The last entry in the book is a reflection on how literature, in distinction to science and its dedication to objective demonstration, avails itself of a "cardinal human loneliness." It does this, Kazin remarks, drawing on his own lifetime of struggle with the medium of writing, "with language that is always failing and stumbling, breaking the writer's heart with its mere approximations to the thing in his mind. Besides, language is a halting servant but can be a terrible master," This is powerfully resonant, but it is a little bleak.

It becomes bleaker still when he goes on to speak of the failure of expectations and the "all too real fall of man" that each of us is said to experience in introspection. Like most religious views of literature, this has the effect of giving short shrift to the social (and comic) functions of literature, just as the understandable stress on the inevitable, heartbreaking inadequacy of all writing does not do justice to the great masters who miraculously get it just right—Pope, Proust, Mallarmé, Yeats—and who revel in the sheer exuberance of linguistic invention—Rabelais, Joyce, Nabokov and, above all, Shakespeare.

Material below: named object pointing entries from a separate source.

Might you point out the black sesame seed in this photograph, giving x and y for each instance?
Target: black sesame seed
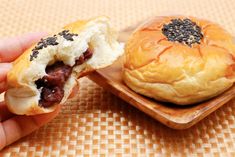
(183, 31)
(68, 36)
(43, 43)
(34, 55)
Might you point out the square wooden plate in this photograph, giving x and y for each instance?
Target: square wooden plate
(177, 117)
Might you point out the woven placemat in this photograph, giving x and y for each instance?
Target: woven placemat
(95, 122)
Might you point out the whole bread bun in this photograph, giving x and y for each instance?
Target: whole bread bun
(45, 74)
(177, 59)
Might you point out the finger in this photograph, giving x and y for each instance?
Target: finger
(11, 48)
(4, 68)
(20, 126)
(4, 112)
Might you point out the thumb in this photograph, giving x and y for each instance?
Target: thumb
(4, 68)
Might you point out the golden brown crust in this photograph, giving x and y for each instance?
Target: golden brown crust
(22, 95)
(175, 72)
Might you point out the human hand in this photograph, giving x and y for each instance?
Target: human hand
(14, 127)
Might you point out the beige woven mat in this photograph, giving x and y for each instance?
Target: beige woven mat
(96, 122)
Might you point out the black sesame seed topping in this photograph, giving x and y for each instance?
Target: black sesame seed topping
(67, 35)
(184, 31)
(43, 43)
(34, 55)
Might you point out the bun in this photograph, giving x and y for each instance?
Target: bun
(164, 64)
(45, 74)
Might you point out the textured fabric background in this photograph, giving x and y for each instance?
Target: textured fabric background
(96, 123)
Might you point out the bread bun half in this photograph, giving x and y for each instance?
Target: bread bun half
(45, 74)
(177, 59)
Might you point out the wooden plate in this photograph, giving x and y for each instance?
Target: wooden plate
(177, 117)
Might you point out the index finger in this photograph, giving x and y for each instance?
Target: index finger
(11, 48)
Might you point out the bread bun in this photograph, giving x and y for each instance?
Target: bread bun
(177, 59)
(77, 49)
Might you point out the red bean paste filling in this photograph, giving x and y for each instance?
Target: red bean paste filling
(183, 31)
(52, 84)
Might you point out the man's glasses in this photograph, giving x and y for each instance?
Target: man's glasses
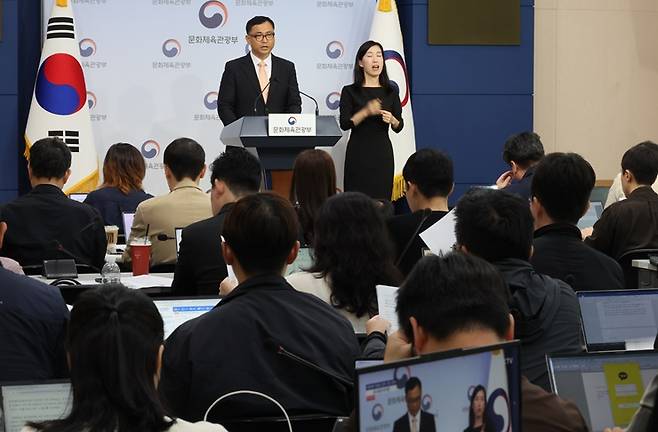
(263, 36)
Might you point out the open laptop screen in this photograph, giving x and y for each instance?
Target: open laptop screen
(447, 383)
(593, 214)
(606, 387)
(33, 402)
(127, 223)
(622, 318)
(176, 311)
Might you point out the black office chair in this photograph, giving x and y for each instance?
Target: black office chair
(630, 272)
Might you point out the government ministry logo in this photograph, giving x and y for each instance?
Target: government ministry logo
(171, 48)
(213, 14)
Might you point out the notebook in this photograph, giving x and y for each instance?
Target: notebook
(447, 382)
(607, 387)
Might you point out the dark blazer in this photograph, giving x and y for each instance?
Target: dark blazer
(40, 219)
(33, 318)
(233, 347)
(402, 228)
(627, 225)
(111, 202)
(200, 266)
(240, 88)
(560, 253)
(427, 423)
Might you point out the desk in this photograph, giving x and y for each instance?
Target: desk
(647, 273)
(153, 285)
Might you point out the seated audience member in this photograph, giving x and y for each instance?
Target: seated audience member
(645, 418)
(33, 319)
(114, 346)
(313, 181)
(352, 254)
(497, 226)
(521, 152)
(201, 267)
(428, 177)
(235, 346)
(121, 191)
(184, 161)
(561, 188)
(7, 263)
(632, 223)
(616, 193)
(44, 222)
(460, 301)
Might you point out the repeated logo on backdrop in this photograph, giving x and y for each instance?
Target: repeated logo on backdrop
(150, 149)
(213, 14)
(87, 47)
(171, 48)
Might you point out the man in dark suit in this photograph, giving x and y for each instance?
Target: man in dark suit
(415, 419)
(201, 267)
(245, 80)
(561, 188)
(45, 223)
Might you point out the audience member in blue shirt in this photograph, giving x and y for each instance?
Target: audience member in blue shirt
(121, 191)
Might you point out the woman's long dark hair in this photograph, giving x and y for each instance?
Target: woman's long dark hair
(113, 341)
(313, 181)
(471, 414)
(352, 247)
(359, 75)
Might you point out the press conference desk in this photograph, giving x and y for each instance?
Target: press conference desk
(153, 285)
(647, 274)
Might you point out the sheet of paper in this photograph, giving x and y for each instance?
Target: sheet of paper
(387, 299)
(146, 281)
(440, 237)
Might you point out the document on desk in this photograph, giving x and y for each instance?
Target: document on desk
(440, 237)
(387, 299)
(146, 281)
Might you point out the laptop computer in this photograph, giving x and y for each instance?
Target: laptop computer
(79, 197)
(23, 402)
(619, 319)
(128, 219)
(177, 310)
(447, 382)
(178, 233)
(607, 387)
(592, 215)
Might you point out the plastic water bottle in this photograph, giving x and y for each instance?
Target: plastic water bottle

There are, of course, central writers in our tradition who are obsessed with a transcendent realm (Blake, Dickinson) or, failing that, on a realm of negative transcendence (Melville, Kafka). But any literary criticism enamored of the transcendent can scarcely accommodate the bracingly secular and worldly impulse Fielding, Diderot, Stendhal and Henry James explore the quandaries of men and women living in the here-and-now of society, with the limitations and the resources of their imperfect human intelligence, and without resort to divinity. Indeed, modern literature has long been the most subtle vehicle for skepticism, and in our own century, certainly, the skeptical uses of imaginative literature have been pushed to a variety of extremes.

Yet A Lifetime Burning is scarcely intended as a comprehensive account of the meaning of engagement in literature. What it does evoke, quite poignantly, is how writing and reading and writing about reading can serve the most serious spiritual ends for this post traditional Jew, who is a kind of hidden stranger among his New York intellectual peers.